There are reports of his veneration in Trier from the 10th century onwards, and also in Auxerre, Autun and Gellone in Languedoc. A portrait of him is found in the Egbert Psalter.

In 1047 his remains were transferred to St. Paulinus' Church, Trier, where his grave was in a small crypt under the altar of St. Clement in front of the choir. In 1107 some of the relics were taken, along with those of Saint Modoald, by Abbot Thietmar for Helmarshausen Abbey in North Hesse. Others came in 1136 to Springiersbach Abbey. At this time other bones may have been translated to the Aprunculus Chapel in the immediate vicinity of Trier Cathedral. The remaining bones in St. Paulinus' were brought into the city in 1674 before the destruction of the church. An inscribed lead plaque was removed from the coffin and placed in the reliquary.

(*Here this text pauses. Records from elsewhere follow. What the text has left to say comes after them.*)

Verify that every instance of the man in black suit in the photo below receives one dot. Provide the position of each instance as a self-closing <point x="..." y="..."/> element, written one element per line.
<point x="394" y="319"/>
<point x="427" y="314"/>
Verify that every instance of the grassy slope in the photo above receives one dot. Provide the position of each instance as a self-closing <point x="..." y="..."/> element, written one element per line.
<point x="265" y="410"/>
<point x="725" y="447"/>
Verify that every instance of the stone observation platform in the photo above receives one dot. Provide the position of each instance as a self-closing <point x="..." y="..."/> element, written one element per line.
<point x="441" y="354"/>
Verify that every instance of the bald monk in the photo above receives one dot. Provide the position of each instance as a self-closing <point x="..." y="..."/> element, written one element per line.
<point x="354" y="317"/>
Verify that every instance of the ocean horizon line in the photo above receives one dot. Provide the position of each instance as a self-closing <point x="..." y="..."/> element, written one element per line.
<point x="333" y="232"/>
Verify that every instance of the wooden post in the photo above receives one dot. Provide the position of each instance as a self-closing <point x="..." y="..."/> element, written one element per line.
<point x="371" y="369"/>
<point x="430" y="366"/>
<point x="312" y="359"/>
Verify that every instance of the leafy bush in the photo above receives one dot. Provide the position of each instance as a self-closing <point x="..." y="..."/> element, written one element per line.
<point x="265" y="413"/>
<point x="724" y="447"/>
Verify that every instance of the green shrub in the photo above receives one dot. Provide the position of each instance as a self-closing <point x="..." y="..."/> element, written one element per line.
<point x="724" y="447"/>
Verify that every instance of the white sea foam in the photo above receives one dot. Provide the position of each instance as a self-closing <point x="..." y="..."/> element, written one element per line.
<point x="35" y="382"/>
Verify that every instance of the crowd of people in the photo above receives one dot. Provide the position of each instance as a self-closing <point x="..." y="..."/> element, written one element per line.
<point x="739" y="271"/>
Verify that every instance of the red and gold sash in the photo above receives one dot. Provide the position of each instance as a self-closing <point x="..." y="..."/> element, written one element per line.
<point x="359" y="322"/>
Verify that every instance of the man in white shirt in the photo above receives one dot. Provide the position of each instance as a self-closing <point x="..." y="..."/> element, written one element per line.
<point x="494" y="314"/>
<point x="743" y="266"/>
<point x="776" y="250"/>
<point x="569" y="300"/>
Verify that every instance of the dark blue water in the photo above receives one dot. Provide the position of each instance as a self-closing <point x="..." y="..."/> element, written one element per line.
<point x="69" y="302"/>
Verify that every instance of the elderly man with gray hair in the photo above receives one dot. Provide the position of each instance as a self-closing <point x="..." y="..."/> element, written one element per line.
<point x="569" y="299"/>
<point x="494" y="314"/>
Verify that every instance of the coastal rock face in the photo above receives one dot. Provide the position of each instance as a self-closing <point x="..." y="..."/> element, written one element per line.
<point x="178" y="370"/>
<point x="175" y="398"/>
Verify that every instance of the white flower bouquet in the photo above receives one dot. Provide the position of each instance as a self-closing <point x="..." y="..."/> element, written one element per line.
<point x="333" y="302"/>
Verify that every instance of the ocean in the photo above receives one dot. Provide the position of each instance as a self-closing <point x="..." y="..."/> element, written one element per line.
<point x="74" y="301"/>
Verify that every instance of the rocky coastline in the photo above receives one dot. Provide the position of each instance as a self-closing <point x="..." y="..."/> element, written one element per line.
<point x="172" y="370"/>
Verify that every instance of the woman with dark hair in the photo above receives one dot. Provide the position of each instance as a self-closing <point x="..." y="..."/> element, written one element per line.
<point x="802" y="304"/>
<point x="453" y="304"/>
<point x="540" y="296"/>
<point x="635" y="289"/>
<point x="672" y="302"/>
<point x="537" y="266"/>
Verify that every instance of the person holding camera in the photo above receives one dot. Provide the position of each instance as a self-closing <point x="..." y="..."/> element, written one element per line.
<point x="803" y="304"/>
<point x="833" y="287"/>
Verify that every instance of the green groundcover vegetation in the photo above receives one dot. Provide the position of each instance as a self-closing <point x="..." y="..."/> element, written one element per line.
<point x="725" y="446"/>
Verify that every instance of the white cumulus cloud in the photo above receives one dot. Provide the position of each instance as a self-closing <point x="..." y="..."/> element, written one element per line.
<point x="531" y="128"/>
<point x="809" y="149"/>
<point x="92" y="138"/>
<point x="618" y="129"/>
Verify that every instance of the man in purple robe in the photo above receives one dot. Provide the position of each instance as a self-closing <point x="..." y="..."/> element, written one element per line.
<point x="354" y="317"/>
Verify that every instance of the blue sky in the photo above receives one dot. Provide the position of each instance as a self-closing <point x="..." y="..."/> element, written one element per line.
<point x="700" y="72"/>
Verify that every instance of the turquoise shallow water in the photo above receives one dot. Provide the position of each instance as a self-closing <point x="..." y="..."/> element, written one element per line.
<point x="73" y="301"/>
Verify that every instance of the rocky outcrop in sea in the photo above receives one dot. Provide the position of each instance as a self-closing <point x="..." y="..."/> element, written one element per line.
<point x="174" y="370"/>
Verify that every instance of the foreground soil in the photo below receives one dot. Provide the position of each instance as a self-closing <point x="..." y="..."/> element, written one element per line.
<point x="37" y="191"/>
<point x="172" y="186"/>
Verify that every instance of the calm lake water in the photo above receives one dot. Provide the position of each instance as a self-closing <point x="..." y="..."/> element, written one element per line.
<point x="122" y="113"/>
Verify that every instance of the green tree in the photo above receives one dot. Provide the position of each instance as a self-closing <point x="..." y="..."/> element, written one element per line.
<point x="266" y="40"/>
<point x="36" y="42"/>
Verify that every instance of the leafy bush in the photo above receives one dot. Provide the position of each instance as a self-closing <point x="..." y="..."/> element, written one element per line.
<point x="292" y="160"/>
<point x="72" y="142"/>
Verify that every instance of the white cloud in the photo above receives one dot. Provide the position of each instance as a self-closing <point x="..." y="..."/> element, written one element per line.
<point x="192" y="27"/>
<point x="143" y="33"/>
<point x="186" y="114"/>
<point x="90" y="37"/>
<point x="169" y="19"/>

Aprunculus is the patron saint of Bruchsal in Baden-Württemberg. In the area round Trier, he is patron of churches in Beßlich in Newel and Itzig (in Luxembourg).

His feast day is 22 April, which is likely the date of burial rather than his date of death.

==Literature==
- Franz-Josef Heyen, 1972: Das Stift St. Paulin vor Trier (Germania Sacra NF 6, 1; v.a. 291–294). Berlin, New York
- Hans Hubert Anton, 1987: Trier im frühen Mittelalter, pp. 86–88. Paderborn, München u.a.